Synthesis: Information as Data

The Big Picture

The readings in this section are all about the same central idea: the shape of data and the shape of code are deeply connected.

We started by learning how to model information precisely. Then we saw that the structure of the data determines the structure of the functions that operate on it. Then we looked at a type checker, which helps enforce those designs. Then we stepped back and looked at built-in abstractions such as arrays, and finally at how to derive tests from the specification and the data itself.

These are not separate topics. They are different layers of the same design discipline. They are also the foundation of language fluency in this course: understanding what each feature contributes to design, correctness, and maintainability.

The Design Process

The data-modeling process gave us a systematic way to move from a problem description to a type definition:

1. Identify entities.
2. Identify distinct cases.
3. Determine information per case.
4. Look for recursive structure.
5. Express the model as types.
6. Check the model with examples.
7. Look for generalization.

That process is the foundation for everything else in the section.

Data, Code, and Built-In Abstractions

The same structure-driven logic applies to the functions we write.

Data shape	Typical code pattern
Primitive values	Use directly in computations
Objects	Access properties
Unions	Case analysis with switch or if
Recursive types	Recursive functions with base cases
Generic types	Generic functions parameterized by type
Repeated sequential patterns	Built-in abstractions like arrays

Arrays are an important example of abstraction: instead of re-writing recursive list traversal every time, we use operations like map, filter, and reduce.

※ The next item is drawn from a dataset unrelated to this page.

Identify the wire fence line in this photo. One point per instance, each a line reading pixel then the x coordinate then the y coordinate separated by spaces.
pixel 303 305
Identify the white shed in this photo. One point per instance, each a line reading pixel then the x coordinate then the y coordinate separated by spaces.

That is a recurring theme in programming: once a pattern becomes common enough, we build a language mechanism around it.

The same is true for functions as object properties. When behavior is packaged with data, we can use it directly through the object interface rather than writing separate traversal code each time.

Type Checking Is Necessary, Not Sufficient

The type checker gives us strong guarantees about structure. It helps us avoid accessing missing properties, forgetting union cases, or writing ill-typed recursive code.

But it does not prove the semantic correctness of a function. That is why we also need contracts, invariants, and tests in later sections.

The course will keep returning to this same idea:

• types tell us what shapes are allowed
• contracts tell us what behavior is promised
• invariants tell us what must always remain true
• tests tell us whether the promised behavior actually holds

Functional and Object-Oriented Views

In this section, variants are modeled with discriminated unions and handled with case analysis.

That is the functional view.

Later, the same design ideas will show up again in object-oriented form, where class hierarchies and methods play a similar role.

The underlying idea does not change. We are still representing the same distinctions in the problem domain; we are just choosing a different way to organize the code.

Common Mistakes to Avoid

One common mistake is overusing any. It can make a program look flexible while quietly removing the guarantees that types are supposed to provide.

Another is using optional properties when a real union would better represent the domain. If there are truly different cases, it is usually better to model them explicitly.

Another is forgetting that built-in abstractions are doing real work for you. Arrays, for example, are not just syntax sugar; they package an entire family of common operations.

Finally, it is easy to believe that if the types are correct, the program is correct. That is not enough. Types are a powerful layer of correctness, but they are only one layer.

Looking Ahead

This section set up several later topics in the course:

• Abstract patterns over data — How arrays package common sequential operations
• Testing from data and functions — How to derive tests from structure, boundaries, and outcomes
• Contracts — How to describe and enforce behavior beyond types
• Invariants and ownership — How to preserve meaning across updates
• OOP — How the same design ideas reappear in class-based form

Each later topic builds on the same foundation: understand the data first, and the rest of the program becomes much easier to reason about.

Summary

Designing programs with types is a discipline:

1. Model precisely.
2. Code structurally.
3. Reuse built-in abstractions when patterns become common.
4. Verify automatically with the type checker.
5. Test behavior that types cannot prove.
6. Think functionally first, then relate those ideas to OOP later.
7. Build language fluency by connecting syntax, abstractions, and design intent.

That is the main story of this section.